Http stack improvements
Motivation and Context
When working with HTTP REST API endpoints it’s very handy to keep all HTTP REST related/low-level code in so called “Service Client” classes that hide/wrap/encapsulate the codes that translates native language method calls to HTTP requests, serializes method parameters into the request payload and returns deserialized response. It’s also convenient to have Manager/Service classes that have business/higher-level logic and delegate communication with the HTTP REST API to the service client classes. Having the logic in Service Client and Service classes have a few benefits:
- Single responsibility – easy to read, maintain and test.
- Relatively easy to swap Service Client classes by native one if required.
Another good practice when working with HTTP REST API, when using IHttpClientFactory is not an option, is to have a few long-lived HttpClient instances, one per host, that are reused throughout the life of the application.
Lastly, it’s always good to maintain low coupling between classes where it’s possible by leveraging factory pattern for removing instantiation of actual implementation classes from code.
So, the changes are required to onboard points mentioned above to address the following problems:
- *TextCompletion, *TextEmbeddings backend classes have many responsibilities – caching, url building/validation, serialization/deserialization, business logic.
- Creation of big number of HttpClient instances instead of reusing of a few ones.
- Kernel and some other code are tightly coupled to *TextCompletion, *TextEmbeddings backend classes.
The problems can manifest themselves in the following scenarios:
- Feature development and bug fixing: read, maintain, reuse and test classes having many responsibilities is usually much harder than the ones having clear separation of concerns.
- Importing thousands of semantic functions: each semantic function requires an instance of a backend service class. Each backend service class creates an instance of HttpClient. So, potential big bang of HttpClient instances is possible in case of importing many semantic functions.
Description
This PR introduces the following changes:
-
The AzureOpenAIServiceClient and OpenAIServiceClient classes are added to encapsulate HTTP specific logic of accessing Azure OpenAI and OpenAI HTTP REST APIs.
-
The backend service classes *TextCompletion, *TextEmbeddings are modified to use the service client classes.
-
The BackendServiceFactory class is added to encapsulate instantiation of actual implementation of the backend service classes based on provided configuration.
-
The Kernel and MemoryConfiguration classes are modified to use the factory.
-
A new HttpClientFactory class is added to encapsulate HttpClient creation and disposal. Its instance lives inside the Kernal class and the Kernal is responsible for disposing all the HttpClient created through the factory. Having Kernal responsible for creation and disposal of the client instances simplifies the other code that don’t have to deal with their disposal since it did not create the clients.
-
The factory also caches one instance of the HttpClient class per HTTP REST API host. That allows to have only a few of them and reuse them for all requests for those hosts.
Contribution Checklist
- [x] The code builds clean without any errors or warnings
- [x] The PR follows SK Contribution Guidelines (https://github.com/microsoft/semantic-kernel/blob/main/CONTRIBUTING.md)
- [x] The code follows the .NET coding conventions (https://learn.microsoft.com/dotnet/csharp/fundamentals/coding-style/coding-conventions) verified with
dotnet format - [x] All unit tests pass, and I have added new tests where possible
- [x] I didn't break anyone :smile:
This change appears to add approximately 1K LOC without introducing new functionality. Is this the right approach?
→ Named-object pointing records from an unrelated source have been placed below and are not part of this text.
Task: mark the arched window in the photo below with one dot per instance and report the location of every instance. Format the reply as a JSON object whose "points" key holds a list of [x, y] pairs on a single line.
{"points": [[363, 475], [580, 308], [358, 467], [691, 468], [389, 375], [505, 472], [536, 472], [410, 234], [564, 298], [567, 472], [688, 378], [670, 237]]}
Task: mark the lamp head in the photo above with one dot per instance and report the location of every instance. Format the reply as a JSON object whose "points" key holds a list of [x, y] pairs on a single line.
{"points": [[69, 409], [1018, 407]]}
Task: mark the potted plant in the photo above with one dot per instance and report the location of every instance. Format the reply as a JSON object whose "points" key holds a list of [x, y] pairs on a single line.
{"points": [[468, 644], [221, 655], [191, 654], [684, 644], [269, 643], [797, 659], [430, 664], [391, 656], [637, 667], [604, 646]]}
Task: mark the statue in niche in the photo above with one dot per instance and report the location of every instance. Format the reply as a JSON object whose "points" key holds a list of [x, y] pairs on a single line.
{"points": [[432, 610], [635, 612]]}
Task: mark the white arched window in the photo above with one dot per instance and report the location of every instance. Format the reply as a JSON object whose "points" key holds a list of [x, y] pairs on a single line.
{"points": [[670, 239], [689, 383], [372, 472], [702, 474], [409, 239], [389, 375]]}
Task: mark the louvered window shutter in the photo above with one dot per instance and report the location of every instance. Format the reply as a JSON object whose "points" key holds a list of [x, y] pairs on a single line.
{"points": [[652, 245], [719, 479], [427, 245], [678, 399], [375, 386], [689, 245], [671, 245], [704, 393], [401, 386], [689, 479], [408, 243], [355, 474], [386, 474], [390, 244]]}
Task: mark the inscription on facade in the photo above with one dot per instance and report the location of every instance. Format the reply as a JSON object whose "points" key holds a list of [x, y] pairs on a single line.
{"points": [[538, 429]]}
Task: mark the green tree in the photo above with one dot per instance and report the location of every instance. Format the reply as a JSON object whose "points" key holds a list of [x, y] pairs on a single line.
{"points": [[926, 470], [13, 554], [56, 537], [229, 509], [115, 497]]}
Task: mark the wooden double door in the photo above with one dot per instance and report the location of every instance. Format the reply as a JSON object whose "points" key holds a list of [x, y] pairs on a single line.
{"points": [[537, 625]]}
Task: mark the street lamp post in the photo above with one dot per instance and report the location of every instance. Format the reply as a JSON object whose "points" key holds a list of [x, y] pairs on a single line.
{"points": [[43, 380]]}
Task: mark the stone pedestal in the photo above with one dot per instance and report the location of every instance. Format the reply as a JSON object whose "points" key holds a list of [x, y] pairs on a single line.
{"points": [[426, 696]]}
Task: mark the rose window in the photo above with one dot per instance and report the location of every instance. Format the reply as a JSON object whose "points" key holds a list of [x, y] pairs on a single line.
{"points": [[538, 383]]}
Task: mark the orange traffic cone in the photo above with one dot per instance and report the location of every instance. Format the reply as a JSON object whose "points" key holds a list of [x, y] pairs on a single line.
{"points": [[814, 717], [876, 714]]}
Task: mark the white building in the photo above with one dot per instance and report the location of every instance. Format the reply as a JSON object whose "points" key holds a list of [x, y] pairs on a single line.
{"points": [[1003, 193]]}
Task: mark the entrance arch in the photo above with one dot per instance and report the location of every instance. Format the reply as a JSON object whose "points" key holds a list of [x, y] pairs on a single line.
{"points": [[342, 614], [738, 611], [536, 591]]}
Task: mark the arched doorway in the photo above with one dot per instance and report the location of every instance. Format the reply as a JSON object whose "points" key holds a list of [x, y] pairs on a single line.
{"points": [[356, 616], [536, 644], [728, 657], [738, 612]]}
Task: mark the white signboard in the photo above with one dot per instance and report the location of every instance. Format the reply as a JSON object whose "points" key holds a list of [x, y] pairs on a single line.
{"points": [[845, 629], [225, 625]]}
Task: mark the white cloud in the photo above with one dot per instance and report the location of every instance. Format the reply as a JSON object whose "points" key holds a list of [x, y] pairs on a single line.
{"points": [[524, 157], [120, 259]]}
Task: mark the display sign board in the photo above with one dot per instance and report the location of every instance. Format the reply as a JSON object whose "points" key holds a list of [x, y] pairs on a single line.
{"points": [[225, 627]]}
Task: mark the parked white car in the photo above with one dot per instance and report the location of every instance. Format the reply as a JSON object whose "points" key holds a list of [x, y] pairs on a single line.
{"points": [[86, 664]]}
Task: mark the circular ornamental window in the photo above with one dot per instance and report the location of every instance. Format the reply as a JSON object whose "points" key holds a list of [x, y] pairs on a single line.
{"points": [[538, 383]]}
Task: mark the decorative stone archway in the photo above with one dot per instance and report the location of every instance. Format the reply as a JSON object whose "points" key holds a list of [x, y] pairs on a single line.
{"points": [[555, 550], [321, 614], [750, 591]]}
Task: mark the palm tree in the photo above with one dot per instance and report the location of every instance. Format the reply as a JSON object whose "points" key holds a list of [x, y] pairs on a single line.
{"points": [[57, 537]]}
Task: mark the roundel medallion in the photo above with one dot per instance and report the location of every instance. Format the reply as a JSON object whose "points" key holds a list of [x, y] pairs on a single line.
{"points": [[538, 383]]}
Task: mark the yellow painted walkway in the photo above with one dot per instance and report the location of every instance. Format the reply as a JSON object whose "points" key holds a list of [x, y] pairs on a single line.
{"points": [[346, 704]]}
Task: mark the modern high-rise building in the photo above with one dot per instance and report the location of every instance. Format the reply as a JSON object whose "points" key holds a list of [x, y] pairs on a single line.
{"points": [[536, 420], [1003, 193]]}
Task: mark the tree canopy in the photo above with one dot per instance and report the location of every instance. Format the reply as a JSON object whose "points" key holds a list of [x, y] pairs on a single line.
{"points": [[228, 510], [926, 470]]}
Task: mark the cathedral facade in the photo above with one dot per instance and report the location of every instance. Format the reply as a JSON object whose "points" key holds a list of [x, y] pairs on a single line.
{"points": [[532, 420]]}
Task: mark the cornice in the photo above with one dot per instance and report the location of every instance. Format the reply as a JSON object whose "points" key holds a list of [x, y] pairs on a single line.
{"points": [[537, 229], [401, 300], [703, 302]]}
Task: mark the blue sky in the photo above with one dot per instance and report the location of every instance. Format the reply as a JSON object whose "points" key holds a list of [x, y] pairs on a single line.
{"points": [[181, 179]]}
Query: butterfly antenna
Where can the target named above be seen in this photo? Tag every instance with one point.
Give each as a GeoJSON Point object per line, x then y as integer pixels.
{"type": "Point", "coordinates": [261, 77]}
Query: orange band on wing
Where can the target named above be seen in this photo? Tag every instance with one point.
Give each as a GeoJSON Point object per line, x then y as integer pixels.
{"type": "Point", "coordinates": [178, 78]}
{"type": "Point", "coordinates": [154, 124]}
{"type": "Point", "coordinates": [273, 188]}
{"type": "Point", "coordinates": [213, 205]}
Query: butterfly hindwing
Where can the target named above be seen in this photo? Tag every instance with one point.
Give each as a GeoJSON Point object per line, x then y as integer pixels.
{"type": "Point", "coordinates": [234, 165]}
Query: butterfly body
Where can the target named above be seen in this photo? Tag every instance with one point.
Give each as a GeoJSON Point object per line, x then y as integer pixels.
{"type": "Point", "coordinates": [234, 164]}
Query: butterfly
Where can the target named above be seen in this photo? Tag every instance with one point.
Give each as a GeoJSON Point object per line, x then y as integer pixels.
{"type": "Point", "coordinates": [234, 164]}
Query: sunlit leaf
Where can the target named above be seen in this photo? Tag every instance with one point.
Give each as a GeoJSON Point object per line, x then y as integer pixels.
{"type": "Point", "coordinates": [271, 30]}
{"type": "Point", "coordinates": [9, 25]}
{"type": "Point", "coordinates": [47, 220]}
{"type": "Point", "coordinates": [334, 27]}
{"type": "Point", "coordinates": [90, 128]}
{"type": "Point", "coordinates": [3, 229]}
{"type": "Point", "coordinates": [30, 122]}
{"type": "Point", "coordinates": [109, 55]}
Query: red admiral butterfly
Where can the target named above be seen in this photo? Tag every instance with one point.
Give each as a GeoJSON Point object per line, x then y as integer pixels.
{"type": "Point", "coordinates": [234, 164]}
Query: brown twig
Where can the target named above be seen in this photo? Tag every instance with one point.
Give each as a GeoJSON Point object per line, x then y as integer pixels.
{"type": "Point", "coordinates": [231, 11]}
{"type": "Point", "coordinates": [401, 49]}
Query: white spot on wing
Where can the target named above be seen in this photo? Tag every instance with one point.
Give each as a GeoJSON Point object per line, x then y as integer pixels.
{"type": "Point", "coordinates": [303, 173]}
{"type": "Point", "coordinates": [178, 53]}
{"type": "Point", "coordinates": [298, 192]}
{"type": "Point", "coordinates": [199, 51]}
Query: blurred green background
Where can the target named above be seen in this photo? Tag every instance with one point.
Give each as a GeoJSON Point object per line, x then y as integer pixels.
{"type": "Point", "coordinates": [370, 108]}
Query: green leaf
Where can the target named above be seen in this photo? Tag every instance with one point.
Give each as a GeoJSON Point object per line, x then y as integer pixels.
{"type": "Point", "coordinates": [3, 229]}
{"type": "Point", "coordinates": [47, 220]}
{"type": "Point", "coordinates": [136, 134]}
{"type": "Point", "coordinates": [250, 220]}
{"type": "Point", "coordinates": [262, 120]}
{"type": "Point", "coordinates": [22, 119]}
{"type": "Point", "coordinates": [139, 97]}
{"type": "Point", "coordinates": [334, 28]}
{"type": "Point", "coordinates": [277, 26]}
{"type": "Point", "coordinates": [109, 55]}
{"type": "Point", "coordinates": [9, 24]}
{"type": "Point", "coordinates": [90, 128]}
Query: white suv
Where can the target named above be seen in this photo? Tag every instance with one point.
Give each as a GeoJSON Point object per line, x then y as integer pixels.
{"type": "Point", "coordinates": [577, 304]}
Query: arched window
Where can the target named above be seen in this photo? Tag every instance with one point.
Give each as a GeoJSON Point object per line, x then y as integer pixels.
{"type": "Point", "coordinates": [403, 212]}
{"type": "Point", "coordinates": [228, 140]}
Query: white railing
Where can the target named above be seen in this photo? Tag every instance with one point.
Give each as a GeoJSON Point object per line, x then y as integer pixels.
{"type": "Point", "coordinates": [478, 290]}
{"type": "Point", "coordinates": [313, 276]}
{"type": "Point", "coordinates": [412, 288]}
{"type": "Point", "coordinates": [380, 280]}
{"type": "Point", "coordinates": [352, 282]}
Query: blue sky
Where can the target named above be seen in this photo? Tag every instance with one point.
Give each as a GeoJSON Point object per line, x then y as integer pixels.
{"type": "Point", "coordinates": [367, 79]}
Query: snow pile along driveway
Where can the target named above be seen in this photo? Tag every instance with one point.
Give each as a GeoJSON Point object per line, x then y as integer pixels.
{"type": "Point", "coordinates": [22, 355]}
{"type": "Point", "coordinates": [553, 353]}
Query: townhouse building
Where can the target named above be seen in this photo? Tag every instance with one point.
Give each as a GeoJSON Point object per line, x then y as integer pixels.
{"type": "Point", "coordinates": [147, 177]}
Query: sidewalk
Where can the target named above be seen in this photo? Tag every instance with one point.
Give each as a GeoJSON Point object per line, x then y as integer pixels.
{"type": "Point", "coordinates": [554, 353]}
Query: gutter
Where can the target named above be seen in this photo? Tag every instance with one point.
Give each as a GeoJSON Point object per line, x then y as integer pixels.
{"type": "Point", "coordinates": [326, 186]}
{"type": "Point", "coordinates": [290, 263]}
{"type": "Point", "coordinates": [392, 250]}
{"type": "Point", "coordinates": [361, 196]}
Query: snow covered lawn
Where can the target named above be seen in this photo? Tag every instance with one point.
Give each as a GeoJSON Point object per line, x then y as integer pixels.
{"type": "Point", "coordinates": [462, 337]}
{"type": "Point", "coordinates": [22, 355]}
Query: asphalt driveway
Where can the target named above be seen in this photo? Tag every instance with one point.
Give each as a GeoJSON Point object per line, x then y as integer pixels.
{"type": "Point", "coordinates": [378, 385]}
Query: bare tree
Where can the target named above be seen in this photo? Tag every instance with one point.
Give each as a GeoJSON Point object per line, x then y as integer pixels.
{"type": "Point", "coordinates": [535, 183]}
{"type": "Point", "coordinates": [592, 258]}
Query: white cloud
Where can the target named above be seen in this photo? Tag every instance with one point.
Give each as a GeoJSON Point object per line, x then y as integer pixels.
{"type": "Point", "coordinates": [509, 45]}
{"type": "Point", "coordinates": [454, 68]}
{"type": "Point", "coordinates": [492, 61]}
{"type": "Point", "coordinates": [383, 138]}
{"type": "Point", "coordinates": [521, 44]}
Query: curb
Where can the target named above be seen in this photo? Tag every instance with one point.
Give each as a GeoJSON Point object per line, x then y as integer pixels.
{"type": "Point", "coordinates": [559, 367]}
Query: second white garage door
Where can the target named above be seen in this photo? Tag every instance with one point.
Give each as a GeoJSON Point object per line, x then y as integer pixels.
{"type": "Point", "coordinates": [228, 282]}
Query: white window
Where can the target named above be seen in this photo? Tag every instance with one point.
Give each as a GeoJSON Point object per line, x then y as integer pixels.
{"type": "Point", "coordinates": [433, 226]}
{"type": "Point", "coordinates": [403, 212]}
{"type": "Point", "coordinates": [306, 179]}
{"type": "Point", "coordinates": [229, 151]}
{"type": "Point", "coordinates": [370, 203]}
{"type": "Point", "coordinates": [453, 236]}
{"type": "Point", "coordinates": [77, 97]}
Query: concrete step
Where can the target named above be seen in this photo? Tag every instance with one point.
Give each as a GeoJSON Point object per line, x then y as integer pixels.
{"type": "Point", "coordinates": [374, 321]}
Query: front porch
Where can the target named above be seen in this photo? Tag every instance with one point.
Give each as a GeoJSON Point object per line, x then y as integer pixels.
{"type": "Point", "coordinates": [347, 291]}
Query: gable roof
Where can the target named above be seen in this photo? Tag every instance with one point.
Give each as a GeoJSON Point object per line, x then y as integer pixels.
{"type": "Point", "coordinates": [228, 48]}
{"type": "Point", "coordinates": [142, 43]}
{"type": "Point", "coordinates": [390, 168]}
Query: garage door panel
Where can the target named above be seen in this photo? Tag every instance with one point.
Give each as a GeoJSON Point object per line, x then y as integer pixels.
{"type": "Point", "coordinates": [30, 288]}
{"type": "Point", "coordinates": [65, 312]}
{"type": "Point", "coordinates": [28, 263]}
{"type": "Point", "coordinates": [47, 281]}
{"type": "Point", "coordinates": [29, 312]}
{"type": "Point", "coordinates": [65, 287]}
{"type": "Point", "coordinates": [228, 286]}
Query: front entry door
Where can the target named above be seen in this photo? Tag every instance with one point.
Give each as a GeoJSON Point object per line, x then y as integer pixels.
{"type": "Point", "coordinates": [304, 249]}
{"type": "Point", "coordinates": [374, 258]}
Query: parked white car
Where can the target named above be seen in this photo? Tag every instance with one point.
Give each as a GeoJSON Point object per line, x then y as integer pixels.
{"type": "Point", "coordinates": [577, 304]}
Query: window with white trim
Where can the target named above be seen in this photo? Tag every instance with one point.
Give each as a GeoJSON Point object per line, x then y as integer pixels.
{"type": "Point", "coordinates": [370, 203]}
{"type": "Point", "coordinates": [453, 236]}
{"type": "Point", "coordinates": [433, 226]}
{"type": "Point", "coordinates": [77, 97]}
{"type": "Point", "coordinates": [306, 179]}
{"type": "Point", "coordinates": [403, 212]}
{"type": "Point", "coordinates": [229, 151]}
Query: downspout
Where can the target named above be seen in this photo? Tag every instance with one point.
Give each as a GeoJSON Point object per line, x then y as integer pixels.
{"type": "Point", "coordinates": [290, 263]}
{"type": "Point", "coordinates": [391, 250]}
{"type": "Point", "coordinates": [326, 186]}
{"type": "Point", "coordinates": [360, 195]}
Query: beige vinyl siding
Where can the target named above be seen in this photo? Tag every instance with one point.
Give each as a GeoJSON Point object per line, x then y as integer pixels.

In addition, a couple of notes:
- The change adds custom pooling for HttpClients which contradicts guidelines and may introduce issues due to captured underlying handlers with stale DNS entries and "dead" connections: https://learn.microsoft.com/en-us/dotnet/fundamentals/networking/http/httpclient-guidelines#recommended-use
- Service factories can be replaced with standard
Microsoft.Extensions.DependencyInjectionpackage in order to not have to maintain extra code
This change appears to add approximately 1K LOC without introducing new functionality. Is this the right approach?
The larges part of the change is code refactoring - changing code internally without changing its external behavior. Refactoring usually is done in order to improve non-functional aspects like - structure, readability, maintainability, etc. So, if the goal is to make the mentioned improvements through the refactoring, then the answer to the question is - yes, it's right approach. In addition, a couple of notes:
The change adds custom pooling for HttpClients which contradicts guidelines and may introduce issues due to captured underlying handlers with stale DNS entries and "dead" connections: https://learn.microsoft.com/en-us/dotnet/fundamentals/networking/http/httpclient-guidelines#recommended-use
Yes, it's an issue we are aware of. This change doesn't introduce it, it exists in original code and will be addressed. The plan is to do it iteratively and not to increase the size this, already big, PR.
Service factories can be replaced with standard Microsoft.Extensions.DependencyInjection package in order to not have to maintain extra code
If I understood the idea right, it presumes using IOC as a service locator that will allow classes, the service locator injected to, to resolve required instance dynamically instead of depending on a factory? If that's the case, then it might be done later if team decides that an additional dependency on service locator is better than maintaining the extra code.